The Smothered Chicken Of Greaselbow

The legend of the smothered chicken of Greaselbow has been told and retold for over a thousand years. The core details seldom vary. In the rustic backwater of Greaselbow, a child, usually but not always an orphan, is settling in to its cot one wild and windy night when it senses an unusual lump under its pillow. Lifting the pillow, the child finds a chicken, often but not always a Vanburgh chicken, which has expired due to smothering. The child picks up the chicken by one of its feet, and chucks it out of the bedroom window. The instant it is let go, the chicken springs to life, utters a shrill squawk, and hurtles heavenward. When the child returns to bed, it finds the pillow vanished, replaced by a large egg. The child climbs into the egg – somehow – and the shell then closes around it.

Interpretations of the legend by folklorists have tended to concentrate on the egg and the child, but of more interest is the smothered chicken. That is particularly the case if one has a penchant for poultry. And which of us does not? Well, you might counter, there are plenty of people who don’t give a fig about poultry. Even keen egg-eaters, who rarely let a breakfast go by without scoffing an egg or two, might be utterly uninterested in the provenance of their eggs, id est poultry of one kind or another.

This is a lamentable state of affairs, and is the reason I carry a pillow with me whenever I am in the vicinity of someone eating eggs.

Oi!”, I shout, “Where did those eggs come from?”

Unless I receive a full and frank reply, acknowledging the eggs’ origins, I bundle the egg-eater to the ground and smother them with the pillow. Oh Lord, save us and protect us, for we know not what we do.

That was a Thought For The Day by the Reverend Joost Van Dongelbraacke, vicar prebendary of St Bibblybibdib’s.

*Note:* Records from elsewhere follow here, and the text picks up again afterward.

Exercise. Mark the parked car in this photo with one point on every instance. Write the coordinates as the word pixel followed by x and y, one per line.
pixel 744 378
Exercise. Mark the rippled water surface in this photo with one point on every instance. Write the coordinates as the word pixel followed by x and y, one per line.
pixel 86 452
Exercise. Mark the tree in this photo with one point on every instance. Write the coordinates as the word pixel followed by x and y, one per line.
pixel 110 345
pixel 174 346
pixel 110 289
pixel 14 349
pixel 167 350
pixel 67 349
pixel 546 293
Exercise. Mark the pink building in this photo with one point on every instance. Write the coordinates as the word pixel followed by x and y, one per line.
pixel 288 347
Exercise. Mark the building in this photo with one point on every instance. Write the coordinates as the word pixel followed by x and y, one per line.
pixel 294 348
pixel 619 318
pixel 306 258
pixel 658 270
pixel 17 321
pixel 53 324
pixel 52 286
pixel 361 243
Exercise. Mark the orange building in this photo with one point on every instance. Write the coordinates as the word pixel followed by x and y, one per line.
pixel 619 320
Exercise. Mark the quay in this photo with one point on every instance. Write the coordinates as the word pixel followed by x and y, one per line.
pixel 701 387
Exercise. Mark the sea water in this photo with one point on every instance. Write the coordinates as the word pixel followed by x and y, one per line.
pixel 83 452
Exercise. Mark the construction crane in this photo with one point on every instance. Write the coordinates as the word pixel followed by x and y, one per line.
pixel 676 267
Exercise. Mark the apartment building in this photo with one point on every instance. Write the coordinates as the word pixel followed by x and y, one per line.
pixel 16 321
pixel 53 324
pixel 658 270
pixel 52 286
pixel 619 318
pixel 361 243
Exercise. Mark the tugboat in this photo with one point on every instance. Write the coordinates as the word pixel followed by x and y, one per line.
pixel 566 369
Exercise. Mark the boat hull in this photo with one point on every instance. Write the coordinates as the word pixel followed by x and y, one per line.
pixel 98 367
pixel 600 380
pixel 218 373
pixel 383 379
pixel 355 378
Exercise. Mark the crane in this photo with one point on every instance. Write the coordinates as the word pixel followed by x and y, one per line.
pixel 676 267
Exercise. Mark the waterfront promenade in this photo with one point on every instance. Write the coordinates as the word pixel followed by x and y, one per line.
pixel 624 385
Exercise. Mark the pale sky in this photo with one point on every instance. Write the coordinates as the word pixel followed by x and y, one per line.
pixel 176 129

2 thoughts on “The Smothered Chicken Of Greaselbow

  1. Webs galore
    Beware logs
    Ego warbles
    Garbles woe

    Age blowers
    Beers aglow
    Bowels rage
    Sager below

    Worse bagel
    Base glower
    Eagle brows
    AWOL grebes

  2. Decades ago I wrote a three-hour Jacobean revenge drama about Vanburgh chickens. It was never performed, I never mentioned it to even my closest friends and family, and hence, through all these years, fowl play was not suspected.